Graduating Veterans Stole Ceremony (l–r): MTSU President Sidney A. McPhee, Corbitt Huseth, Provost Mark Byrnes, and LTG(R) Keith M. Huber photo by Andy Heidt
After returning home in October 2014, Huseth and his wife, Brieanna, moved to Murfreesboro, where he earned a B.S. in Exercise Science from MTSU’s College of Behavioral and Health Sciences in 2017. Because he was taking graduate-level classes at the same time, Huseth then completed his M.S. in Exercise Science eight months later. He now has finished the coursework required for a Ph.D. in Human Performance at MTSU and is working on a dissertation. If that wasn’t enough to keep life moving at a blazing speed, the couple also had two children—Holli, 4, and Pate, 2½—during that same span.

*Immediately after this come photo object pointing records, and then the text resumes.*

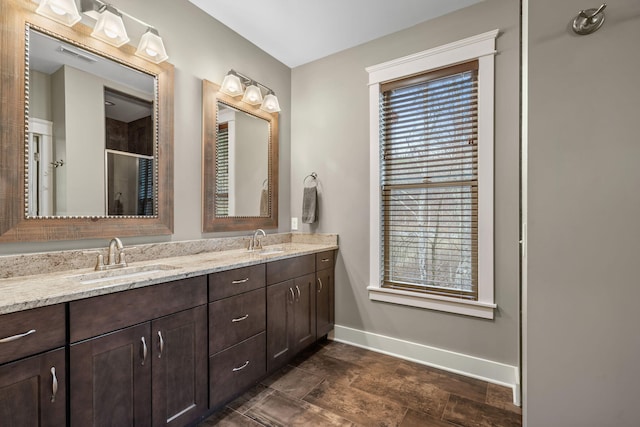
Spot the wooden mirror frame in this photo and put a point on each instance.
(210, 96)
(16, 16)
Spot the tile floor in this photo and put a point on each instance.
(334, 384)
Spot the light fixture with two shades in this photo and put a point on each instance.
(109, 26)
(236, 84)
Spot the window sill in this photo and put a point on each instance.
(433, 302)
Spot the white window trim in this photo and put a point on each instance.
(482, 48)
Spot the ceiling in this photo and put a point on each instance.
(299, 31)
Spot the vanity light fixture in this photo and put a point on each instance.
(270, 103)
(110, 27)
(252, 94)
(151, 47)
(231, 85)
(236, 84)
(62, 11)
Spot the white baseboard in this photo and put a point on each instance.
(470, 366)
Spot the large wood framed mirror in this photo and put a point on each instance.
(86, 134)
(240, 164)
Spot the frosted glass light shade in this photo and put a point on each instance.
(151, 47)
(110, 28)
(62, 11)
(231, 85)
(270, 103)
(252, 95)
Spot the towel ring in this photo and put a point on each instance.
(311, 175)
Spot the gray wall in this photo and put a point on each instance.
(200, 48)
(330, 136)
(582, 341)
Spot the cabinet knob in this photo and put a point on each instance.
(160, 344)
(240, 319)
(144, 350)
(17, 337)
(239, 368)
(54, 384)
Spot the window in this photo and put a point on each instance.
(432, 178)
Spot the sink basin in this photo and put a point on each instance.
(121, 273)
(271, 251)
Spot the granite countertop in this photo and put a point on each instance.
(37, 290)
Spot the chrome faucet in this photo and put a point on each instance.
(255, 242)
(115, 256)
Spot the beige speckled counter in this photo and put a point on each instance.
(37, 290)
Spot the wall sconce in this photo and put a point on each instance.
(62, 11)
(109, 26)
(233, 84)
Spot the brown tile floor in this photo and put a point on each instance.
(334, 384)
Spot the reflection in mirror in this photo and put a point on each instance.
(240, 164)
(91, 133)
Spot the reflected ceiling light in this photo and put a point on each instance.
(235, 84)
(270, 103)
(110, 27)
(151, 47)
(252, 94)
(62, 11)
(231, 85)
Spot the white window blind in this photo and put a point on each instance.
(429, 182)
(222, 170)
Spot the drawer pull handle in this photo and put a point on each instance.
(160, 344)
(239, 368)
(240, 319)
(144, 350)
(17, 337)
(54, 385)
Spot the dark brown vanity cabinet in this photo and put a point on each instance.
(32, 383)
(139, 357)
(291, 308)
(237, 336)
(325, 307)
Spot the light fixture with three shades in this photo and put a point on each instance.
(109, 26)
(236, 84)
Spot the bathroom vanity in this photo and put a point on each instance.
(164, 342)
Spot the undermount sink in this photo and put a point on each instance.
(271, 251)
(121, 273)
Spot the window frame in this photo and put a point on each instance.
(481, 48)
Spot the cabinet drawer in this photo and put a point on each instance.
(95, 316)
(235, 319)
(324, 260)
(235, 369)
(16, 338)
(236, 281)
(279, 271)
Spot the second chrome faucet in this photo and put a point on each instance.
(115, 256)
(255, 241)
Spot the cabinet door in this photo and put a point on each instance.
(33, 392)
(111, 379)
(324, 302)
(179, 367)
(304, 311)
(280, 300)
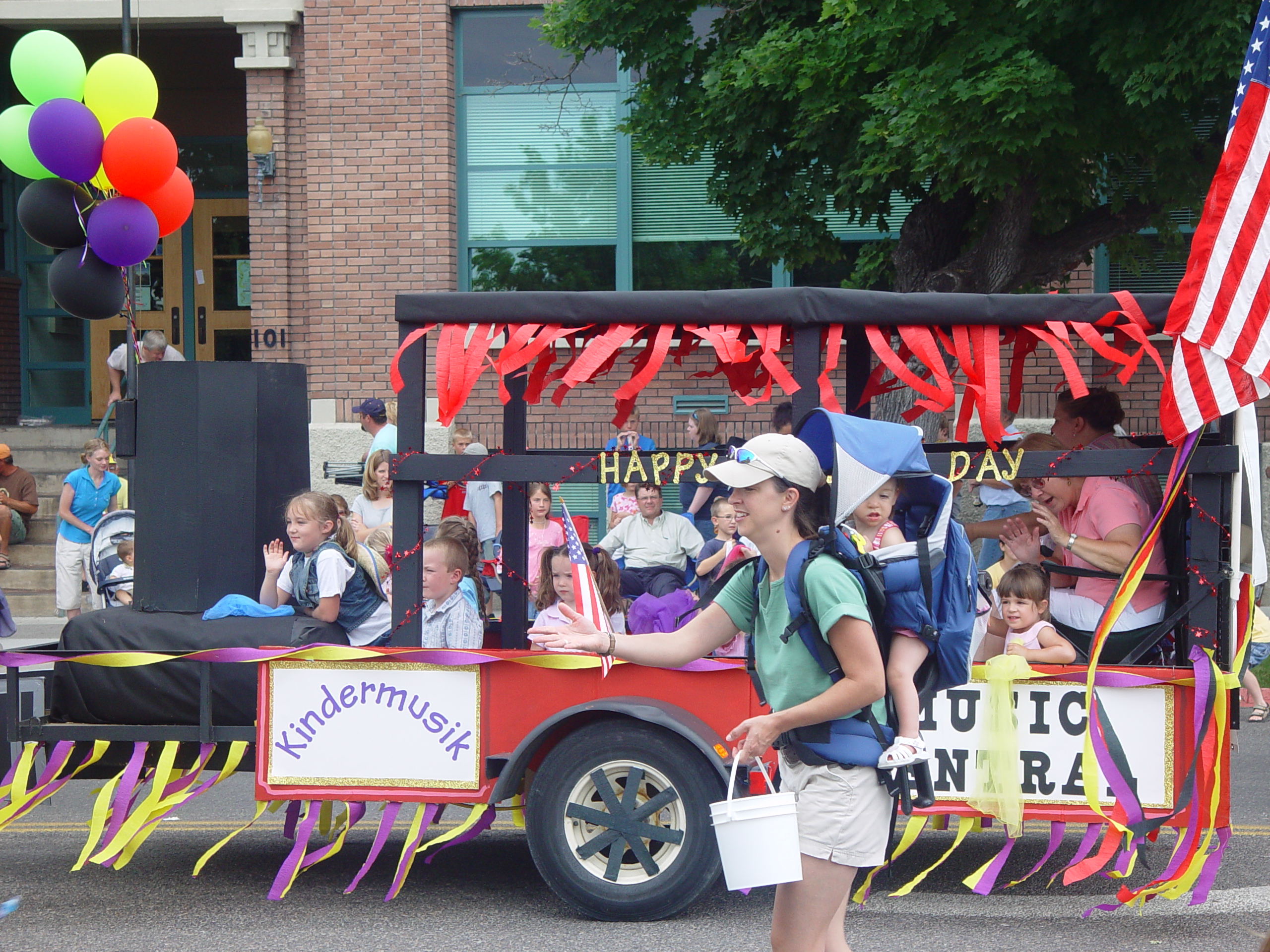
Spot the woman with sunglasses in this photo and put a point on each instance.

While Huseth was working on his bachelor’s degree, a friend who was wrapping up his Ph.D. at the time “said I would need to start jumping onto as many undergraduate research projects as I could,” Huseth said. “I started interning at the underwater treadmill lab just for the experience, but I’ve stayed there the entirety of my time at MTSU.” MTSU’s underwater treadmill lab, under the direction of Associate Professor Sandra L. Stevens, studies people with spinal cord injuries as they work to regain mobility. “People who work in that lab just love it,” Huseth said. “Watching a person walk for the first time in 30 years over ground is a pretty big thing, and you get addicted to their success. That’s how it progressed for me.” The participants include military veterans, which surely is another enticement given that his grandfather and great uncle also both served in the armed forces. “My grandfather was a Marine, and my great-uncle was a full-bird colonel in the Army who served in Korea and Vietnam,” Huseth said. “Both were infantrymen.” One of the study participants, a Vietnam veteran whom Huseth worked with early in his tenure at the underwater treadmill lab, helped him realize his desire to work with veterans. “He had been shot once and hit by a booby trap once and had a spinal injury. Dr. Stevens put me with him three to four times per week,” Huseth said. “At the beginning of my Ph.D. work, he committed suicide. The biggest hurdle for him was not his spinal cord injury, it was his mental health. It was his combat-related PTSD [post-traumatic stress disorder]. That’s when I learned I wanted to work with veterans.” Huseth is currently working full time as a veteran service representative in the Nashville regional office of the Department of Veterans Affairs. “That’s a good place for me to start,” Huseth said. “I will then switch over to something with a research component that would allow me also to work with veterans with PTSD.” Indeed, it appears events in Huseth’s life continue to move along quickly since returning stateside and enrolling at MTSU, and his journey to make a difference as a veteran working with veterans is only just beginning.